Ukraine's allies have pledged at least €375 million to keep its battered power grid running through winter. Partners announced the funding for repairing energy infrastructure and for new contributions to the Ukraine Energy Support Fund at the fourth G7+ energy coordination meeting in Gdańsk, First Deputy Prime Minister and Energy Minister Denys Shmyhal wrote on Facebook.
Russia has struck Ukraine's energy system more than 6,000 times since 2022.
Donors break down the pledges
Shmyhal listed the contributions: $175 million from the US, €137 million from Sweden, €77 million from Norway, €4 million from Lithuania, €2.125 million from Estonia, and €550,000 from Iceland.
Twenty countries, EU representatives, and six international organizations joined the session, known as the "energy Ramstein", to weigh Ukraine's needs ahead of the heating season.

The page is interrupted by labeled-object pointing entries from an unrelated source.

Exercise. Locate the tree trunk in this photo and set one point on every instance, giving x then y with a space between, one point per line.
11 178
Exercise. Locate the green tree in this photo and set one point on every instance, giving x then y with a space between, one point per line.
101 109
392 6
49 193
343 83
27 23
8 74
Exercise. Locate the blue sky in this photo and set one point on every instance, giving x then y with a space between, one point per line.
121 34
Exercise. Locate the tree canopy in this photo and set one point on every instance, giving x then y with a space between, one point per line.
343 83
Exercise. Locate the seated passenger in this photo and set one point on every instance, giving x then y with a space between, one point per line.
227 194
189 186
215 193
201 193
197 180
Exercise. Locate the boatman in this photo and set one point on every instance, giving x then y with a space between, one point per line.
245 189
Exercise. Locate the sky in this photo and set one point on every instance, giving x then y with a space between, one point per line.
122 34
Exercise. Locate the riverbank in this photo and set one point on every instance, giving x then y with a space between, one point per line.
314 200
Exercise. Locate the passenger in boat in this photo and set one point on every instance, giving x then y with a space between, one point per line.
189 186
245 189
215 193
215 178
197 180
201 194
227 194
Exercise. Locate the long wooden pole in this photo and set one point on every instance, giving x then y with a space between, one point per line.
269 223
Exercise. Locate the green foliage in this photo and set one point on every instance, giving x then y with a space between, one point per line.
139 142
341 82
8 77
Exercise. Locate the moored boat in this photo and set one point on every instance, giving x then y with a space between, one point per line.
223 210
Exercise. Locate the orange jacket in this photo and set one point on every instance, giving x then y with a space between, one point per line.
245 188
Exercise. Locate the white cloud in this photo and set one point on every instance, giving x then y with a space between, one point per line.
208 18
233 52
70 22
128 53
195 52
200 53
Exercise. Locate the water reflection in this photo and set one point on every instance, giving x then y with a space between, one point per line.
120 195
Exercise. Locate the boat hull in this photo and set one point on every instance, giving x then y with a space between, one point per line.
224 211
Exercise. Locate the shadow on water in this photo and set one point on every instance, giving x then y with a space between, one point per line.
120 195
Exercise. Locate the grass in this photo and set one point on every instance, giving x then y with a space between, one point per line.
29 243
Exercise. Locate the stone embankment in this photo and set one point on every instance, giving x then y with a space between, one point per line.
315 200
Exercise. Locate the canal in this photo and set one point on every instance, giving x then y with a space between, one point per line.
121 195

Fund still trails the need
Beyond the €295 million for repairs, distributed generation requires about €192 million more, and building an emergency reserve and buying critical equipment needs nearly €148 million, according to the minister.
To get through next winter, Ukraine must repair and restore more than 3 gigawatts of thermal generation, he added, after Russian strikes damaged or destroyed all 15 of the country's thermal power plants. Direct damage to the sector now nears $25 billion, with full reconstruction estimated at about $91 billion.
Kyiv ties repairs to EU integration
Shmyhal set Ukraine's 2026-2027 priorities as keeping the grid resilient under fire while fully integrating it into Europe's energy market. That means protecting infrastructure, restoring lost capacity, expanding distributed generation, pumping gas into underground storage, and building cross-border interconnectors with EU neighbors.